= Granollers Museum of Natural Sciences =

The Granollers Museum of Natural Sciences, in Granollers (in Vallès Oriental, Catalonia, Spain), covers the fields of palaeontology, geology, botany, meteorology, and, in particular, zoology. In addition, the Museum is the headquarters of the Montseny Natural Park Documentation Centre (natural sciences section) and of the Catalan Butterfly Monitoring Scheme; it also manages the Granollers Meteorological Station and the Can Cabanyes Environmental Education Centre. The Granollers Museum of Natural Sciences, part of the Barcelona Provincial Council Local Museum Network, was from October 2008 to May 2012.

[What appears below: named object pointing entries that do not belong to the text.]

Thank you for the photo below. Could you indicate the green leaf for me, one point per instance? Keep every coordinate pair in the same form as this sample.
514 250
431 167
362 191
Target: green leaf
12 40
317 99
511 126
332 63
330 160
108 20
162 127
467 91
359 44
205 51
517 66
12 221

==Catalan Butterfly Monitoring Scheme==
The Catalan Butterfly Monitoring Scheme is a project to monitor the butterfly populations in order to detect more precisely changes in their population based on weekly repetitions of visual census using fixed transects, to later relate said changes to the different environmental factors.

==Granollers Meteorological Station==
The Granollers Meteorological Station has worked uninterruptedly since its creation, in 1950, by the Granollers Museum, and is part of the network of the National Institute of Meteorology of the Spanish Ministry of the Environment and Rural and Marine Affairs.

==Can Cabanyes Environmental Education Centre==
The Can Cabanyes natural area is located to the south of Granollers, between the Montmeló road and the right bank of the Congost River, and gets its name from the farmhouse once located on the property. Both environmental recovery and landscape improvement measures, such as riverbank recovery, the regeneration of existing woodland and the creation of artificial wetlands, have been carried out, which has led to an increase in the naturalisation and environmental diversification of the riverbank.